The designation has won the consent of 17 property owners, but four object, including the Art Institute of Chicago. Located two blocks away on Michigan Avenue, the art museum also owns four buildings from 21-37 S. Wabash, with plans to redevelop them, says VP of operations Cal Audrain. Two of the buildings are usable only for their first-floor space, as the cost to rehab the upper floors is unfeasible, he says.

"The city is using one tool to preserve something that's not architectural," Audrain adds.

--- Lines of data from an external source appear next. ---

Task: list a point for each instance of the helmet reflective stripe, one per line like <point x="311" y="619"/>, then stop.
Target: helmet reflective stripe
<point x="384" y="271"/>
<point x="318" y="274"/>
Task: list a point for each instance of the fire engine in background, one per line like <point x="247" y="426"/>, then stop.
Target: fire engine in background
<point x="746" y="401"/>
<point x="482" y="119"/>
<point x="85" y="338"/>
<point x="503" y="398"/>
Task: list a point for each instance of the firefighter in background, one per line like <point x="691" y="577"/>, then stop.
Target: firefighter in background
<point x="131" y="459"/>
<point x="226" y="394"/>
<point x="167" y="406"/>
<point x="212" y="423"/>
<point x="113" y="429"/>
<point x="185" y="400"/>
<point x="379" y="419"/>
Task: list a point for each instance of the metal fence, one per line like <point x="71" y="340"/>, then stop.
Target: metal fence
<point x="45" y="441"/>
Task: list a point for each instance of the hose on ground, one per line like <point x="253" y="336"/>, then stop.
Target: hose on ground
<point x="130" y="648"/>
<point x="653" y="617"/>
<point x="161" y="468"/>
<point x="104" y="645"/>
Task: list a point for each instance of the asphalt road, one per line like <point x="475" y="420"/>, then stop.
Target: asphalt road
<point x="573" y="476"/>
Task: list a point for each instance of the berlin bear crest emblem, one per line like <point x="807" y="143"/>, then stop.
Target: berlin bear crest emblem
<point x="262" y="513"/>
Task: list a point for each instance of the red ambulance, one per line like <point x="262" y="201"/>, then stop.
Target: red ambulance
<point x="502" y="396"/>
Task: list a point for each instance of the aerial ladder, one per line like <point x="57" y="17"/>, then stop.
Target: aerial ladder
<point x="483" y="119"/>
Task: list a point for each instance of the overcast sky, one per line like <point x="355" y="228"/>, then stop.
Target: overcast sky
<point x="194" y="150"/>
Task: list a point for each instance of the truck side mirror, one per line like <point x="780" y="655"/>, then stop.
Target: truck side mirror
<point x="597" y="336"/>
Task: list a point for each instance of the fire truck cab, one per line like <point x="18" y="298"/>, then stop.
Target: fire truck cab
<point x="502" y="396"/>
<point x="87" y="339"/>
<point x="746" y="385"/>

Former Chicago Historical Society curator Sharon Darling testified at a public hearing Friday that the jewelry trade is growing on Wabash Avenue. Saving the jewelry industry was something the city had to do, adds 42nd Ward Alderman Burton Natarus.

However, the silversmith trade can no longer be practiced at the Silversmith Building at 10 S. Wabash Ave., maintains Linda Nagle, an attorney for the owners of what is now a 143-room hotel after a "multi-million-dollar renovation."

Property records indicate the 115,600-sf property was refinanced for $12.5 million in 1998. However, lenders may be pass in the future with landmark designation in place, Nagle argues.

Jerry Rosenwasser operates a jewelry business at the building he owns at 11 N. Wabash Ave., but he had hoped to double its height from three stories to six. That may not be possible in a landmark district.

Richard Zulkey, representing 17 N. Wabash Ave. owner Albert C. Ebert & Co. of Manalapan, FL, says landmark designation would do nothing do boost occupancy in the 66,000-sf building. Occupancy at The Shops building reportedly is 19%.

Architectural historian Timothy Samuelson says the designation is necessary to preserve uniquely Chicagoan building designs. "The whole history of Chicago architecture, from the Chicago Fire to World War I, is right there on Wabash Avenue," he says.

Another reason, though, is to stop any ideas of converting buildings to condominiums, as was once proposed for the Pittsfield Building at 55 E. Washington St. "Developers, because of the market, were coming into this area and condoing it," Natarus says.